Critique of Other Approaches
Although DeepMind Technologies Limited (London) has some well designed solutions to offer, their WaveNet raw audio generation software produces a nice voice synthesis, but the music generation leaves much to be desired, which is fine. Their goal was better speech synthesis.
Although generative models is the way to go, as mentioned above, DeepMind will not likely provide you with the source to their proprietary software. There is a non-proprietary implementation, but the software lacks a comprehensive model of either traditional or progressive music theory.
CNN and LSTM are for recognition, which is not at all the best choice for analyzing prior compositions when several compositions are available in MIDI or other digital transcription formats. Even files representing 19th century player piano rolls are adequate for training examples.
It is not the composer's responsibility to play instruments well or sing with grace and power. The composer determines a piece as a matrix of notes with the following features.
- Tone (frequency)
- Intensity (amplitude)
- Timbre (as from a specific instrument)
- Start time (relative)
- Modifications during the note
The start time and duration are expressed as a function of time signature.
A musical composition is a representation of this matrix. An artificial orchestra, band, vocalist, choir, or DJ can be constructed to provide the sound, but that is a separate art. There is no reason why an artificial composer can't provide a piece to human performers either.

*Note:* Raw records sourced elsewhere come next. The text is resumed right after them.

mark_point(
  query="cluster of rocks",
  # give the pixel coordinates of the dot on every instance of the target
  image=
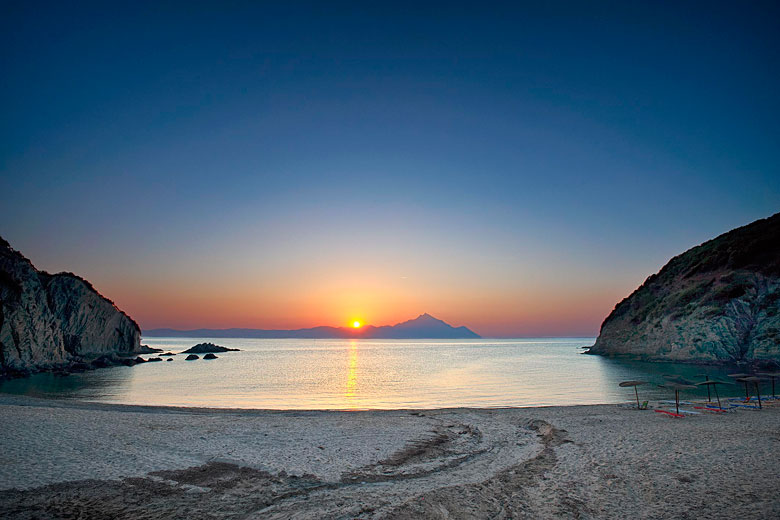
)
(206, 348)
(192, 357)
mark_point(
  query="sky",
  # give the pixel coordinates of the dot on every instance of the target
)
(518, 169)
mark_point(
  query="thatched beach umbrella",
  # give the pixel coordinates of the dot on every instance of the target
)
(677, 384)
(738, 377)
(714, 385)
(772, 376)
(706, 378)
(755, 380)
(635, 384)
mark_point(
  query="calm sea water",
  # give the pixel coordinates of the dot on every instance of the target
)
(359, 374)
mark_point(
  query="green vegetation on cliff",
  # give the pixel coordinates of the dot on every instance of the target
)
(719, 301)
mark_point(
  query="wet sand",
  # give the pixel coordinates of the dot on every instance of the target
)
(64, 459)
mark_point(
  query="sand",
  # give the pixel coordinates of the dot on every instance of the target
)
(64, 459)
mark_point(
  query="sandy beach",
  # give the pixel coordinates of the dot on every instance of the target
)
(65, 459)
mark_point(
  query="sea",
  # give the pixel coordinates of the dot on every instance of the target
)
(310, 374)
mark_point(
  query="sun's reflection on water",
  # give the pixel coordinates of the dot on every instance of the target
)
(352, 372)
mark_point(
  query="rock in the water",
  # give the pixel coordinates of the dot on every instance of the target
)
(52, 320)
(203, 348)
(717, 302)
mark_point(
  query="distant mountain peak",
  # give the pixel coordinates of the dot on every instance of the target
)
(423, 326)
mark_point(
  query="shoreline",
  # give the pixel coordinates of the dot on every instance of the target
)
(589, 461)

This is an important distinction. An artificial composer does not produce sound. They produce the matrix of notes.
Music theory can be best represented in object oriented software, as a library, providing all musical options for notes, chords, melodies, and rhythms as abstractions.
This is where deep networks may prove effective, since the function of applying the patterns learned (via a GAN or some other generative sub-system) to the music theory and the production of a musical expression that will be perceived as having merit by listeners, buyers, and/or critics may be a complex function best developed in an artificial network.

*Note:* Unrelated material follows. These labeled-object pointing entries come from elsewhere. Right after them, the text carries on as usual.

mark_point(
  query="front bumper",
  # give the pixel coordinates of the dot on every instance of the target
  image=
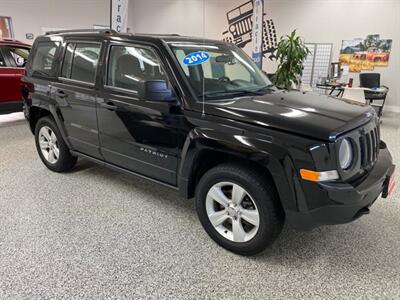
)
(347, 201)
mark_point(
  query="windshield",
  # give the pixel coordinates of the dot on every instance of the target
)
(228, 72)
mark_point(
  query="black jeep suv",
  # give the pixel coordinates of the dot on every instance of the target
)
(200, 117)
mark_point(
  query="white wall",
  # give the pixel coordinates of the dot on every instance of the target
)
(328, 21)
(30, 16)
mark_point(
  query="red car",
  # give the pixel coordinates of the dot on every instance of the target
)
(13, 56)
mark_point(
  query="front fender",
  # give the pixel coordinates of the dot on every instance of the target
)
(237, 143)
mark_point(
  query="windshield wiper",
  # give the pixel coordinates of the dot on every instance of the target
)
(258, 92)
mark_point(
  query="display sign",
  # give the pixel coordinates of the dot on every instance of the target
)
(258, 12)
(119, 15)
(196, 58)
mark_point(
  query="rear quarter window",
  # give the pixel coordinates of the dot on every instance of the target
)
(44, 59)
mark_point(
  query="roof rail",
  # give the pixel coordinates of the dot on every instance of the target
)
(9, 40)
(106, 31)
(158, 34)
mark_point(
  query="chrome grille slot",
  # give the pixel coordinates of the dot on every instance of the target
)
(369, 147)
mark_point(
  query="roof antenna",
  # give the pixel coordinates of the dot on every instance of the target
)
(204, 41)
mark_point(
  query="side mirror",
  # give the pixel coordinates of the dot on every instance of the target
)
(157, 90)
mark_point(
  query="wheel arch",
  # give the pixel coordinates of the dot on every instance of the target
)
(201, 154)
(38, 112)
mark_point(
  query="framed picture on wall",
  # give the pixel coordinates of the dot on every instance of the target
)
(6, 28)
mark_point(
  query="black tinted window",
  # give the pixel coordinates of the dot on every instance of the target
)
(131, 67)
(2, 62)
(19, 55)
(84, 62)
(44, 58)
(67, 63)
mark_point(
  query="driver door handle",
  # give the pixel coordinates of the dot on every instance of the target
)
(61, 94)
(109, 106)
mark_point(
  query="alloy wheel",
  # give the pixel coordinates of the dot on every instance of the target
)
(49, 145)
(232, 212)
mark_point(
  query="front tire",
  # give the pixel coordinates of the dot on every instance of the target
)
(239, 208)
(51, 147)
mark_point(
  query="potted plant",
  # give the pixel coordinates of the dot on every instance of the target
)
(290, 53)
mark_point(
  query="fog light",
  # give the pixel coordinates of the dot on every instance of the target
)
(319, 176)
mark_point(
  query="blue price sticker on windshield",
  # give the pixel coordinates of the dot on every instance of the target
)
(196, 58)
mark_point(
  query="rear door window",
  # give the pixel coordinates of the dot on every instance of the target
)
(84, 62)
(43, 61)
(19, 55)
(130, 67)
(2, 61)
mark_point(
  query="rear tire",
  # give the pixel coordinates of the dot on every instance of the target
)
(51, 147)
(237, 227)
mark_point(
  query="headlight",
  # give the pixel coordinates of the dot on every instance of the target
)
(345, 154)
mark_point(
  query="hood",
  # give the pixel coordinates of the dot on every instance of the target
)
(308, 114)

The disparity (error) function in various capacities in this system's design is key.
The GAN must converge based on a metric expressing the fitness of the piece, and the deep network must converge on a selection of generated pieces based on the perception of merit mentioned above. Ultimately, the primary feedback will be from listening events, downloads, purchases, and reviews. How those aggregate is also key. If the goal is money, then purchases may preempt the others in aggregation of feedback. If the goal is fame, performances and reviews may matter most. If the goal is reach, then listening events in YouTube or downloads of an mp3 of a performance of the composition may be the primary indicator.
How the GAN and the deep network that evaluates GAN output and may also market the best results interact with one another presents an interesting problem, which is largely a problem in probability, balance, and connection topology.
There are many MIDI libraries and there are software packages that will produce notes on a staff in PDF or print form. The output of the composition is the easiest of the engineering tasks involved in this system's design.